Department of Biochemistry and Molecular Pharmacology, NYU Grossman School of Medicine, The Alexandria Center for Life Science, New York, NY 10016, USA; Laura and Isaac Perlmutter Cancer Center, NYU Grossman School of Medicine, The Alexandria Center for Life Science, New York, NY 10016, USA.
Program in Molecular Pharmacology, Memorial Sloan Kettering Cancer Center, New York, New York 10065, USA.
Cell Rep. 2021 Oct 19;37(3):109870. doi: 10.1016/j.celrep.2021.109870.

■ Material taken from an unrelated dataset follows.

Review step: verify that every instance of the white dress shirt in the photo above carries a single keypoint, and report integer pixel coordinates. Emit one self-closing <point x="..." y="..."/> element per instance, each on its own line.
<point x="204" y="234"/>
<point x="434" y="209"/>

FBXO31 is the substrate receptor of one of many CUL1-RING ubiquitin ligase (CRL1) complexes. Here, we show that low FBXO31 mRNA levels are associated with high pre-operative prostate-specific antigen (PSA) levels and Gleason grade in human prostate cancer. Mechanistically, the ubiquitin ligase CRL1 promotes the ubiquitylation-mediated degradation of DUSP6, a dual specificity phosphatase that dephosphorylates and inactivates the extracellular-signal-regulated kinase-1 and -2 (ERK1/2). Depletion of FBXO31 stabilizes DUSP6, suppresses ERK signaling, and activates the PI3K-AKT signaling cascade. Moreover, deletion of FBXO31 promotes tumor development in a mouse orthotopic model of prostate cancer. Treatment with BCI, a small molecule inhibitor of DUSP6, suppresses AKT activation and prevents tumor formation, suggesting that the FBXO31 tumor suppressor activity is dependent on DUSP6. Taken together, our studies highlight the relevance of the FBXO31-DUSP6 axis in the regulation of ERK- and PI3K-AKT-mediated signaling pathways, as well as its therapeutic potential in prostate cancer.
FBXO31 是多种 CUL1-RING 泛素连接酶(CRL1)复合物的底物受体。在这里,我们表明,在人类前列腺癌中,低 FBXO31 mRNA 水平与高术前前列腺特异性抗原(PSA)水平和 Gleason 分级相关。从机制上讲,泛素连接酶 CRL1 促进双特异性磷酸酶 DUSP6 的泛素化介导降解,该磷酸酶可使细胞外信号调节激酶-1 和 -2(ERK1/2)去磷酸化并失活。FBXO31 的耗竭稳定了 DUSP6,抑制了 ERK 信号转导,并激活了 PI3K-AKT 信号级联。此外,FBXO31 的缺失促进了前列腺癌小鼠原位模型中的肿瘤发展。用 DUSP6 的小分子抑制剂 BCI 治疗可抑制 AKT 激活并防止肿瘤形成,表明 FBXO31 肿瘤抑制活性依赖于 DUSP6。总之,我们的研究强调了 FBXO31-DUSP6 轴在调节 ERK 和 PI3K-AKT 介导的信号通路中的相关性,以及其在前列腺癌中的治疗潜力。